Closed drazzib closed 3 years ago
@drazzib Thank you for reporting this. This is not a known issue. We will try to reproduce this issue.
Can you share your app.yaml
, requirements.txt
, Dockerfile
? I tried with Quickstart apps on Profiling Python applications | Cloud Profiler | Google Cloud and did not see that messages.
app.yaml
:
runtime: custom
env: flex
manual_scaling:
instances: 1
resources:
cpu: 4
memory_gb: 6
disk_size_gb: 20
env_variables:
FLASK_APP: main.py
FLASK_ENV: production
requirements.txt
:
wrapt==1.11.2
sklearn==0.0
Flask==1.1.1
gunicorn==20.0.4
future==0.18.2
h5py==2.10.0
google-cloud-storage==1.26.0
google-cloud-core==1.3.0
google-cloud-profiler==1.1.1
google-cloud-logging==1.15.0
pandas==1.0.2
datalab==1.1.5
Keras==2.3.1
Keras-Applications==1.0.8
Keras-Preprocessing==1.1.0
tensorflow-cpu==2.1.0
cachetools==4.1.0
Dockerfile
:
FROM gcr.io/google-appengine/python
# Create a virtualenv for dependencies. This isolates these packages from
# system-level packages.
# Use -p python3 or -p python3.7 to select python version. Default is version 2.

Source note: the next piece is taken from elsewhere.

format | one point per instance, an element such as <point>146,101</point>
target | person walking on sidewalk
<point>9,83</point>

RUN virtualenv -p python3 /env
# Setting these environment variables are the same as running
# source /env/bin/activate.
ENV VIRTUAL_ENV /env
ENV PATH /env/bin:$PATH
# Copy the application's requirements.txt and run pip to install all
# dependencies into the virtualenv.
ADD requirements.txt /app/requirements.txt
RUN pip install --upgrade pip
RUN pip install -r /app/requirements.txt
# Add the application source code.
ADD . /app
# Run a WSGI server to serve the application. gunicorn must be declared as
# a dependency in requirements.txt.
CMD gunicorn -c gunicorn.conf.py -b :$PORT main:app
Hi @kalyanac & @jqll !
I've just seen that a new 1.1.2 release has been pushed to PyPI repository which contains 17d58aa3db8fd20844f3955ba62361c512b5592b commit.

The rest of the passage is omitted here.